Перед тем, как мне заболеть, сломалась ванна. Я узнал о несчастье поздно вечером и понял, что это Кострицкая, чтобы мне досадить. От бедной Вероники помощи не ожидалось. Вероника обиделась на меня после того инцидента, когда она предложила самое лучшее, с человеческой точки зрения, что у нее в запасе имелось, а я вместо этого пошел гулять.
Теперь – сквозь стенку – до меня иногда долетали ее воздушные поцелуи с одним актером из театра Станиславского, с которым они поженились. Я был искренне рад за нее и даже послал к свадьбе анонимный торт за 16 рублей с ее инициалами и вензелями, выполненными шоколадом.
Но есть мне хотелось невероятно, а ванну повредила Кострицкая, чтобы меня погубить, и дырку, из которой струится вода, – в ожидании починки – забили деревянной пробкой, и вода не текла. Поэтому, когда все улеглись, и с этажа, что надо мной, и с этажа, что подо мной, а также с боков донесся умеренный храп, я снял с гвоздя Вероникино корыто, которое висит в нашей уборной среди других соседских корыт. Оно гремело, как гром, пока я волок его по коридору, и в нижнем этаже, под полом, кто-то перестал храпеть. Но я довел свой труд до конца, вскипятил чайник на кухне, набрал ведро холодной воды и все это снес к себе в комнату, и заперся на задвижку. А в замочную скважину сунул ключ.
Как приятно скинуть одежды, снять парик, оторвать ушные раковины из настоящей гуттаперчи и отстегнуть ремни, стягивающие спину и грудь. Мое тело раскрылось, точно пальма, принесенная в свернутом виде из магазина. Все члены, затекшие за день, ожили и заиграли.
Я установился в корыте, одной рукою схватил губку, чтобы размазывать воду по всем сухим местам, другой – чайник. А в третью руку взял кружку с холодной водой и, добавив туда кипятку, попробовал оставшейся четвертой рукой, не слишком ли горячо получилось. До чего удобно!
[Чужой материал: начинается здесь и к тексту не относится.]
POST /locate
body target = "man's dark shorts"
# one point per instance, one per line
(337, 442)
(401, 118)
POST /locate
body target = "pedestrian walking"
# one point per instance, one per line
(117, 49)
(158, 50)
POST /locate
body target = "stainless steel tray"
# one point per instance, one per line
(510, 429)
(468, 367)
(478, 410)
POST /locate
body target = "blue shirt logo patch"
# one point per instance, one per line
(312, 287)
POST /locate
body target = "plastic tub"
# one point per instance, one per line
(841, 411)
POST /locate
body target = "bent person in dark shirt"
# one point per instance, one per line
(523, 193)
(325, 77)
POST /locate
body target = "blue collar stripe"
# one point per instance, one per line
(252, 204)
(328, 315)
Кожа хорошо всасывала драгоценную жидкость, льющуюся на меня с высоты из эмалированной кружки, и, утолив первый голод, я решил осмотреть себя повнимательнее, чтобы смыть нездоровую слизь, выступившую из пор и застывшую кое-где сухими лиловыми сгустками. Правда, мои глаза на руках и ногах, на темени и на затылке начали заметно слабеть, скрытые в дневное время жесткой одеждой и накладной шевелюрой. Один глаз ослеп еще в 34 году, натертый правым ботинком. Было трудно с должной тщательностью произвести осмотр.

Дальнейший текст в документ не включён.